The probability of getting exactly 3 Diamonds and 2 Jacks in a 5-card hand drawn from a standard deck of 52 cards is calculated as follows:

There are 13 diamonds in a deck of cards and 4 Jacks. The number of ways to choose 3 diamonds out of 13 is “13 choose 3” or (13 C 3) = 286. The number of ways to choose 2 Jacks out of 4 is “4 choose 2” or (4 C 2) = 6.

The total number of ways to choose any 5 cards out of a deck of 52 is “52 choose 5” or (52 C 5) = 2,598,960.

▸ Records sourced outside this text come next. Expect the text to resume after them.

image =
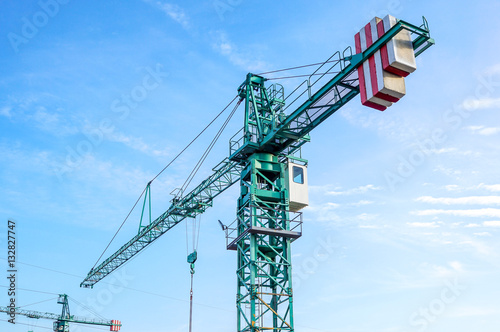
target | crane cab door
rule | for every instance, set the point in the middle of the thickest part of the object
(297, 186)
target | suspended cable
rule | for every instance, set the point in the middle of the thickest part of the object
(27, 305)
(170, 163)
(30, 290)
(87, 308)
(208, 150)
(296, 76)
(298, 67)
(42, 327)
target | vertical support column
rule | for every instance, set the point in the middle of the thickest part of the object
(264, 297)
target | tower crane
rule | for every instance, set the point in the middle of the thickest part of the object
(62, 321)
(265, 158)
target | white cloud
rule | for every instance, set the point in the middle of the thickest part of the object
(136, 144)
(361, 203)
(488, 187)
(482, 234)
(485, 131)
(484, 103)
(490, 212)
(448, 171)
(5, 111)
(357, 190)
(452, 187)
(493, 223)
(479, 200)
(492, 187)
(423, 224)
(171, 10)
(441, 271)
(245, 60)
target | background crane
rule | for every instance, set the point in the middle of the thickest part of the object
(62, 321)
(263, 156)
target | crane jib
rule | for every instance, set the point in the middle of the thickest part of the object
(284, 139)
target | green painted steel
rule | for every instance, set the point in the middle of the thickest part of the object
(61, 321)
(197, 201)
(258, 153)
(264, 291)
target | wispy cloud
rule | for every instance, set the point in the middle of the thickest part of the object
(485, 131)
(492, 223)
(460, 213)
(247, 60)
(488, 187)
(354, 191)
(5, 111)
(479, 200)
(484, 103)
(171, 10)
(423, 224)
(137, 144)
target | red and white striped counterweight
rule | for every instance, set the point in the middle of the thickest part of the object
(116, 326)
(381, 77)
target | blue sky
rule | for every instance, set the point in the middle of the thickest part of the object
(96, 97)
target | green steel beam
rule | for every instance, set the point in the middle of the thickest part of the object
(264, 299)
(62, 319)
(319, 106)
(189, 206)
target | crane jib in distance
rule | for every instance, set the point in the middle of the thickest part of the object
(264, 156)
(62, 320)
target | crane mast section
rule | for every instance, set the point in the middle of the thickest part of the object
(195, 202)
(333, 95)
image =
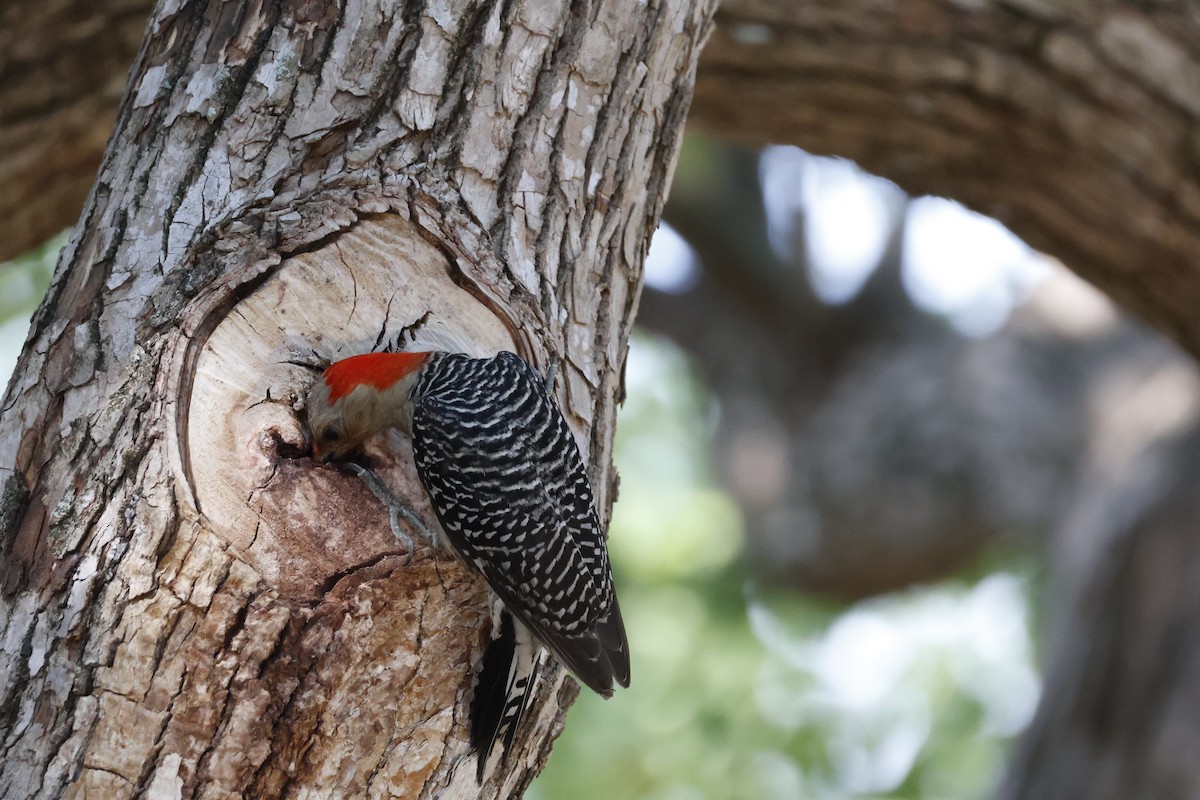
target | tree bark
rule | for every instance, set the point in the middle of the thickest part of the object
(1075, 122)
(191, 607)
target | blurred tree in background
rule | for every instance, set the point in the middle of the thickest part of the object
(802, 446)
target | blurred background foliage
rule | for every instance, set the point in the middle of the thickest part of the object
(850, 457)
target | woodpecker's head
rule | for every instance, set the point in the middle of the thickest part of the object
(360, 396)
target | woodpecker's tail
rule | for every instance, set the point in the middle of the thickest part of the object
(503, 690)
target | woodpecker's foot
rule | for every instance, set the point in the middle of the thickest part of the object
(396, 511)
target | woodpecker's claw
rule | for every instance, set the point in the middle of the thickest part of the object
(396, 511)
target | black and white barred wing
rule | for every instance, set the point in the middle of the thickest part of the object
(509, 487)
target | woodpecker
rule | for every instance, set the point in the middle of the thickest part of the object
(508, 485)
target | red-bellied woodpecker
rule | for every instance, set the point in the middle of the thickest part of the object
(508, 485)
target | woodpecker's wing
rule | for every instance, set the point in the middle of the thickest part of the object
(509, 487)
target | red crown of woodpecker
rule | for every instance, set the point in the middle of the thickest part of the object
(376, 370)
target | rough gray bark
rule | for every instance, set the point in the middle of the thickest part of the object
(189, 607)
(63, 67)
(1072, 121)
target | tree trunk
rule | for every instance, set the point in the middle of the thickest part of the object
(1074, 122)
(191, 607)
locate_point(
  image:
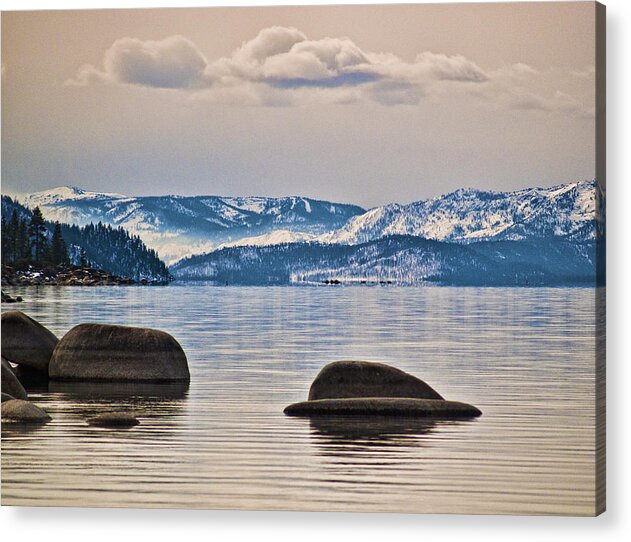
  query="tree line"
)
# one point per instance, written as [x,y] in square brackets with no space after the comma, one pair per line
[27,241]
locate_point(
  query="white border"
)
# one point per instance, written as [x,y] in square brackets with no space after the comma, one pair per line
[95,525]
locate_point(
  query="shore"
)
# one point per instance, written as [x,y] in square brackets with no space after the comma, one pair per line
[67,276]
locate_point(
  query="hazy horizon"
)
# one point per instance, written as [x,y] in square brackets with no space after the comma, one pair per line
[411,102]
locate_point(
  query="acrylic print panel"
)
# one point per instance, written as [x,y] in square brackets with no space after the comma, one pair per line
[340,258]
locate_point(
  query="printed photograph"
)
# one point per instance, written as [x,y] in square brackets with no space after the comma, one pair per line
[308,258]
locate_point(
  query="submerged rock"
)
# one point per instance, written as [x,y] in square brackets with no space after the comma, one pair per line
[103,352]
[25,341]
[114,419]
[362,388]
[20,411]
[384,406]
[10,383]
[345,379]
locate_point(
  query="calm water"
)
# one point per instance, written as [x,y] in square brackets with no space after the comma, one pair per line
[525,357]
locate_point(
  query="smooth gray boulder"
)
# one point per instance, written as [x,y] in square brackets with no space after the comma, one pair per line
[20,411]
[25,341]
[10,383]
[103,352]
[114,419]
[383,406]
[347,379]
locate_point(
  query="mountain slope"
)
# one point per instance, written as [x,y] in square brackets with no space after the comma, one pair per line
[177,226]
[106,248]
[401,260]
[470,215]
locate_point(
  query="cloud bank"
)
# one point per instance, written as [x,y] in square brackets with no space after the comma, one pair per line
[281,66]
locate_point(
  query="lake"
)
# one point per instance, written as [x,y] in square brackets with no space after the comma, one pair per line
[524,356]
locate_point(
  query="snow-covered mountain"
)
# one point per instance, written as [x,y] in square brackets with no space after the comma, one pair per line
[468,215]
[401,260]
[178,226]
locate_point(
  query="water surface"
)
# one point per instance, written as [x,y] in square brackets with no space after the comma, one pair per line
[524,356]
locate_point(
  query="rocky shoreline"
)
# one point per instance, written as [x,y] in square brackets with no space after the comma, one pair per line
[88,353]
[67,276]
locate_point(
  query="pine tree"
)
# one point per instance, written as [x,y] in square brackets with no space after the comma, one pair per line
[82,259]
[58,248]
[23,248]
[14,232]
[6,242]
[37,236]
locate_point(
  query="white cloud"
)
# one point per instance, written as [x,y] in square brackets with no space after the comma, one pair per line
[282,67]
[173,62]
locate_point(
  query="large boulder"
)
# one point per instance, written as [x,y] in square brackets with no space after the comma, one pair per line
[102,352]
[346,379]
[25,341]
[19,411]
[10,383]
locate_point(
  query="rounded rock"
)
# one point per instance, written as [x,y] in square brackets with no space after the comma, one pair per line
[25,341]
[348,379]
[103,352]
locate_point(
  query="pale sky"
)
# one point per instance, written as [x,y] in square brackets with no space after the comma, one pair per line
[361,104]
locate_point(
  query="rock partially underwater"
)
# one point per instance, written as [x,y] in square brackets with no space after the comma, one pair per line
[349,379]
[384,406]
[362,388]
[26,342]
[10,383]
[114,419]
[23,412]
[103,352]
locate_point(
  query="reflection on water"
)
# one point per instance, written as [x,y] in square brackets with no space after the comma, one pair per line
[525,357]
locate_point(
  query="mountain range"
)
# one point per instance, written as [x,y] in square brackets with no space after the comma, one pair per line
[179,226]
[530,236]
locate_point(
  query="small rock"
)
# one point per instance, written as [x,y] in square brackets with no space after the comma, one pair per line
[114,419]
[20,411]
[10,383]
[342,379]
[25,341]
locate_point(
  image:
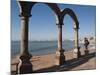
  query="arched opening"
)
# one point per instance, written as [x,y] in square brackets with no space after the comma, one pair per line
[42,32]
[68,35]
[76,28]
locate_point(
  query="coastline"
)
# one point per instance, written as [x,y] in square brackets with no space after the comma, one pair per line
[41,62]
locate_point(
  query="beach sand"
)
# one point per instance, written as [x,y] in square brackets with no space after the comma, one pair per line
[46,63]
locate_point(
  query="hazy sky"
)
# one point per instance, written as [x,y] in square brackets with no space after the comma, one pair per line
[42,24]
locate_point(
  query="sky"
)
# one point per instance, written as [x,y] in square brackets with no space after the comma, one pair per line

So the probability of getting exactly 3 Diamonds and 2 Jacks is (286 * 6) / 2,598,960 = 0.00066.

I am getting this but this doesn't match with the answer.

Answer 1

Hint

For the numerator, to the case I where you have $3$ non-Jack$\diamond$ and $2$ non-$\diamond$ jacks, add the case II where you have
Jack $\diamond$ + $2$ other $\diamond$ + $1$ other Jack + $1$ non-$\diamond$ non-Jack

${\dbinom{12}3\dbinom32 + \dbinom11\dbinom{12}2\dbinom31\dbinom{36}1\over\dbinom{52}5}$

Answer 2

Let S be the sample space and E be the universal space. We have that $|E|={52\choose 5}=2598960.$

S Type I: Elements of $S$ which have $3$ diamonds with no jack, $2$ jacks which are non-diamond. The number of S Type I elements is ${13-1\choose 3}{4-1\choose 2}={12\choose 3}{3\choose 2}=660$.

S Type II: Elements of $S$ which have $3$ diamonds with jack, $1$ other jack, $1$ other non-jack and non-diamond. The number of S Type II elements is ${13-1\choose 2}{4-1\choose 1}{52-13-3\choose 1}={12\choose 2}{3\choose 1}{36\choose 1}=66\times 108=7128$.

Hence, $S=660+7128=7788$ and the probabilty of getting exactly $3$ diamonds and $2$ jacks in a $5$-card hand is $p=\frac{|S|}{|E|}=\frac{7788}{2598960}\approx 0.00299658$.